La retenue relative du livre fait partie de sa valeur. Dans un genre souvent dominé par des prémisses plus bruyantes, Hillerman montre qu’un thriller peut rester captivant tout en demeurant au plus près des pièces, des documents et des nerfs politiques. Le sentiment de danger ne vient pas d’une inflation d’échelle, mais de la prise de conscience que la corruption se durcit lorsqu’on l’expose.

Cette maîtrise donne au roman une certaine pérennité. Ce ne sera peut-être pas le premier titre de Hillerman que la plupart des lecteurs choisiront, mais il rappelle avec satisfaction que l’on peut bâtir le suspense sur l’observation, la déduction et la pression institutionnelle, avec très peu de gestes inutiles.

Évaluation finale

The Fly on the Wall CD Low Price vaut mieux que ne le suggère sa formulation de catalogue. Sous ce langage maladroit d’édition se trouve un thriller précoce et compétent de Hillerman, qui comprend à quel point le journalisme devient dangereux lorsqu’il s’approche trop de la pourriture politique. Le livre est particulièrement réussi par son atmosphère, sa proximité avec le pouvoir et la manière dont les institutions publiques peuvent devenir menaçantes lorsque leurs façades commencent à se fissurer.

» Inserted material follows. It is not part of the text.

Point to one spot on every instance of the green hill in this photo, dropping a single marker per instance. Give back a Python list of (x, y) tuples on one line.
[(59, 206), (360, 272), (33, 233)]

Ses limites sont assez nettes. Le rythme est plus ancien et plus régulier que celui de nombreux thrillers actuels, et les lecteurs qui cherchent la signature du Hillerman ultérieur liront un autre genre de roman. Il s’agit toutefois davantage d’une question d’attentes que de défauts.

Le verdict final est franchement favorable pour le bon lecteur. Toute personne intéressée par le suspense politique, le mystère proche des salles de rédaction ou l’étendue des premiers travaux de Hillerman devrait y jeter un œil. C’est un thriller intelligent et maîtrisé, qui sait combien de tension peut naître du fait d’être simplement un peu trop près du pouvoir.